ISO 27001 vs SOC 2: Evidence Requirements Compared
While SOC 2 focuses on technical system controls, ISO 27001 requires evidence of a functioning Information Security Management System (ISMS). This guide explains the exact documentation and screenshots auditors expect for both frameworks and how automation bridges the gap.
ISO 27001 and SOC 2 audits both require proof that your security controls actually work, but they ask for that proof in fundamentally different ways. SOC 2 auditors want to see system configurations, access logs, and application screenshots proving specific Trust Services Criteria are met. ISO 27001 auditors want documentation proving you have a functioning Information Security Management System (ISMS) governing those controls.
While many teams try to reuse their SOC 2 evidence for ISO 27001 certification, they quickly realize that API-based checks alone do not satisfy ISMS requirements. Automating evidence collection across both frameworks requires capturing both the technical system state and the management processes behind it.

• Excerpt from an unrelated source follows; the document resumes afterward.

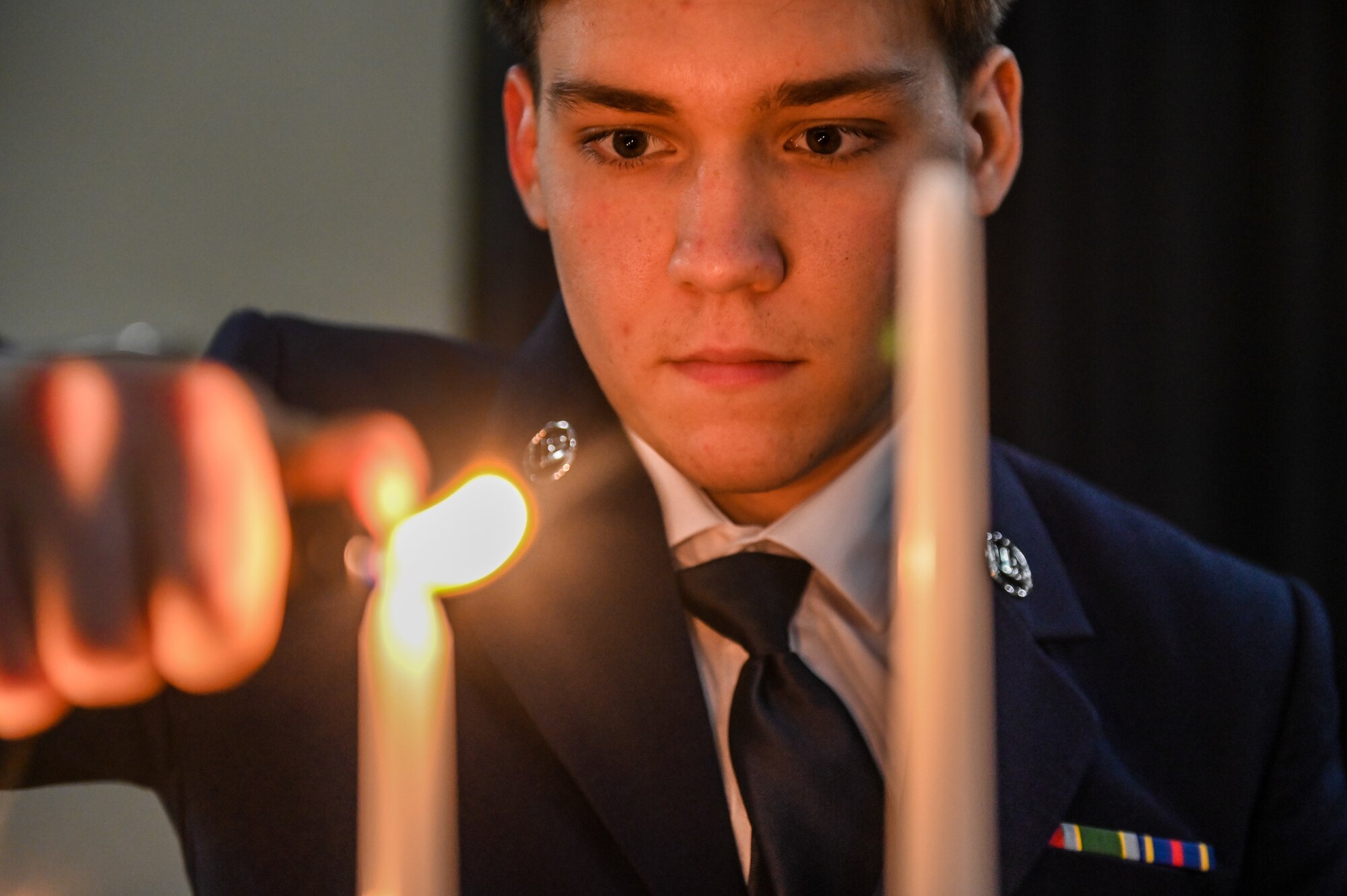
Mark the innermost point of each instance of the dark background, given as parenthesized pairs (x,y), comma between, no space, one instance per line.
(1167,279)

What is the Fundamental Difference Between ISO 27001 and SOC 2 Evidence?
SOC 2 evidence proves a technical control is operating effectively at a specific point or period in time. ISO 27001 evidence proves you have a management process that identifies risks, implements controls, and continuously improves over time.
If we look at access control as an example, the difference in auditor expectations becomes obvious.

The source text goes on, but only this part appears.